A new advisory committee calls on Mississippi to establish intervention programs for children with autism or suffer higher costs as autism sufferers enter adulthood.
State legislators created several advisory committees to study children's mental-health issues this year. This is the first step in a process that should have happened long ago, said Pam Dollar, director of the Mississippi Coalition for Citizens with Disabilities' Mississippi Parent Training and Information Center.
"We're actually way behind in terms of learning how to deal with children's mental-health issues," said Dollar, who is also co-chair of the advisory committee. She added that reported incidents of autism had increased considerably within the last few decades in Mississippi.
The 2007 legislative task force report, "Caring for Mississippi Children and Families with Autism," estimated that Mississippi has almost 5,000 children ages 3 to 21 with autism spectrum disorder. The report also estimated that inaccurate diagnosis and reporting resulting in an under-identification of cases of ASD in the state. Dollar's committee stated this month that it believed the number of autism incidents had increased to 8,139, which represents a 368 percent increase within the past decade.
Dollar, whose son Watson was diagnosed with autism at age 2, said the state's public-school system and mental-health system are woefully behind in offering the kind of early childhood treatment necessary to offset some of the worst symptoms of the disease.

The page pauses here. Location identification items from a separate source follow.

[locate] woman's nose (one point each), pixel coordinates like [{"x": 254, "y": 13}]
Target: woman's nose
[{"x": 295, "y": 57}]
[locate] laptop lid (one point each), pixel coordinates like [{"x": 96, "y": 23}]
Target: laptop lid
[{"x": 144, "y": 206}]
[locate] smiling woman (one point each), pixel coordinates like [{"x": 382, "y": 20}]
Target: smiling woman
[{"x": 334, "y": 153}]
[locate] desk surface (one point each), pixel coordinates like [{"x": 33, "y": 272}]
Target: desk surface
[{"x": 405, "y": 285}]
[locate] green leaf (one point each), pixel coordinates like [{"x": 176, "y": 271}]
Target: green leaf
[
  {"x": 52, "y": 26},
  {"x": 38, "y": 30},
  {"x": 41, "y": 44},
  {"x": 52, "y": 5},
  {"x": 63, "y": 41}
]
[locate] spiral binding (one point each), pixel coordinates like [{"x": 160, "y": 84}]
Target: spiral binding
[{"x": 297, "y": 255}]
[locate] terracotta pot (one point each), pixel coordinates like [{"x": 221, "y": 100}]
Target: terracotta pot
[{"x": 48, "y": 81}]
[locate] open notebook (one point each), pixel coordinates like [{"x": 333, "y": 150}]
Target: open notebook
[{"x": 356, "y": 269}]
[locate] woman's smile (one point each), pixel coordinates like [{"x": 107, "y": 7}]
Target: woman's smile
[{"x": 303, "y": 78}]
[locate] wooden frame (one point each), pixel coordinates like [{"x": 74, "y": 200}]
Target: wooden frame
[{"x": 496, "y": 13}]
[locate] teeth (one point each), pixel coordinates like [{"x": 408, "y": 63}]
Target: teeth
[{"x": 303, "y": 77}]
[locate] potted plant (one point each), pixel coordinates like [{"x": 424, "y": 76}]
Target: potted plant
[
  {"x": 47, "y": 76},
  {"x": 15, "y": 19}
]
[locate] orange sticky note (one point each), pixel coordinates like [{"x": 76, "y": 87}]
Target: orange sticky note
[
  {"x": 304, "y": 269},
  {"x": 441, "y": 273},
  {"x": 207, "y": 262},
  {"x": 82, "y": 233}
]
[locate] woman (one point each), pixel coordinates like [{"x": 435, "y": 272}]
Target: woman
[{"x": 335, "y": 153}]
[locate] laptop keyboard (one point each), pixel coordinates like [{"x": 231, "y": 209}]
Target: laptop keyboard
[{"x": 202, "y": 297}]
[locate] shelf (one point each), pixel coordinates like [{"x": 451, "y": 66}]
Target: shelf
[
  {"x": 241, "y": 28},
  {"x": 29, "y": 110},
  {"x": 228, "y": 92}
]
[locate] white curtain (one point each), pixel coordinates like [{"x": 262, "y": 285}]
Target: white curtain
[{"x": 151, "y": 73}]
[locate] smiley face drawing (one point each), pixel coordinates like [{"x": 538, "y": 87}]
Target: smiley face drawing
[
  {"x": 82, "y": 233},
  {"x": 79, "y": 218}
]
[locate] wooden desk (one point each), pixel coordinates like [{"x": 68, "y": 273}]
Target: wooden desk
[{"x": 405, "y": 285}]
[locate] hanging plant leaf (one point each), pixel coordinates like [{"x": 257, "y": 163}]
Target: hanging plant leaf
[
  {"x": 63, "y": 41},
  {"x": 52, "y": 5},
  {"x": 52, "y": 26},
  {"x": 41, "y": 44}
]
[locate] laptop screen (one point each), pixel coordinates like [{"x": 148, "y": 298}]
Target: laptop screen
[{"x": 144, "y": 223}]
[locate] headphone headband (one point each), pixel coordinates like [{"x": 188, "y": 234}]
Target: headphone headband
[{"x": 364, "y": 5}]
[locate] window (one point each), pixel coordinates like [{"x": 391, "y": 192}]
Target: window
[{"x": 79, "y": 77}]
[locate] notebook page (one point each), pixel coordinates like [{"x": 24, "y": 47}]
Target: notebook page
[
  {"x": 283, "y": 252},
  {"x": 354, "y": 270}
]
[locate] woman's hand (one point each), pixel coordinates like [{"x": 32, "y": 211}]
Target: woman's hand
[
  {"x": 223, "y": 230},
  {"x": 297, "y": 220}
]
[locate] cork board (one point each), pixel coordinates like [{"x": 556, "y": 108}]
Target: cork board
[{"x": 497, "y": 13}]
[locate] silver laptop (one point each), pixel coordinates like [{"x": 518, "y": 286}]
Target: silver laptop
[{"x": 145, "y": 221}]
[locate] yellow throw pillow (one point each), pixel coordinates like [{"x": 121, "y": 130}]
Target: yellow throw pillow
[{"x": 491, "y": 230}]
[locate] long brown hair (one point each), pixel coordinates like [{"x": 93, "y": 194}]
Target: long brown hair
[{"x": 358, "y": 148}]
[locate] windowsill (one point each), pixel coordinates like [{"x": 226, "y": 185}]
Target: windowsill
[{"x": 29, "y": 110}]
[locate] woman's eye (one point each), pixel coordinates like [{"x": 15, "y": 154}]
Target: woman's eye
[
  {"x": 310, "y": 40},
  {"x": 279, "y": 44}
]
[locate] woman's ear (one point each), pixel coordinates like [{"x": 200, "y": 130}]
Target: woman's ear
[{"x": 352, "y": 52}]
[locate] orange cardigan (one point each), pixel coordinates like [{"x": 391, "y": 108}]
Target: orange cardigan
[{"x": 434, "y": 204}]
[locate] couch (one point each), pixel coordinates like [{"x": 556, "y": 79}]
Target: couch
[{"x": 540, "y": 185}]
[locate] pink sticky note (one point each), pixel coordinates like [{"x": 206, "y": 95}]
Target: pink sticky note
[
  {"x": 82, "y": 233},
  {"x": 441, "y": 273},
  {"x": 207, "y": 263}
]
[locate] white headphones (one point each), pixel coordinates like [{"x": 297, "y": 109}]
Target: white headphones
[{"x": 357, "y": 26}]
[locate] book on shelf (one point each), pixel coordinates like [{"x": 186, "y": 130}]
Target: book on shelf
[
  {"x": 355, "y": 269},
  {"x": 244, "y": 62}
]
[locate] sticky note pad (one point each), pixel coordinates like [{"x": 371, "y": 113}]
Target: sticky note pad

Autism spectrum disorder carries a host of potentially debilitating symptoms, including the inability to communicate on a functional level with strangers, potential employers and even loved ones. It can also include the inability to interpret subtle communication devices like sarcasm. More severe symptoms, which often manifest at an early age and threaten to set a child on a path of fear and alienation, include a preference to interact with inanimate objects rather than people.
A July 4 report in the Archives of General Psychiatry suggests that environmental factors may be just as much an influence on the occurrence of ASD as genetic factors.
Whatever its cause, Dollar said autism in the state has the potential for devastating costs to families and taxpayers if not treated early,. Young, untreated sufferers grow into generally unproductive adults. Many children end up spending adulthood with their parents, or fall into the state's prison system or its already overwhelmed mental-health system.
"Without the proper intervention--either as preschoolers or within the school system--this population has little chance of gaining independence or becoming contributing members of society," the July study states. "Few resources exist in Mississippi to help these children transition out of school and into adulthood, and as a result, they tend to drain money from state and local coffers instead of contributing to them."
The committee report calls for establishing a full-time state autism coordinator within the Mississippi Department of Mental Health, and establishing minimum standards for early childhood intervention. The Committee also calls for the state to identify a point person within the Mississippi Department of Education and another within the Mississippi Department of Vocational Rehabilitation to strengthen the transition process for ASD children exiting public schools and entering adulthood.
The committee estimates its strategies will cost the state $120,000 annually, and recommends the state establish each strategy by July 1 2012.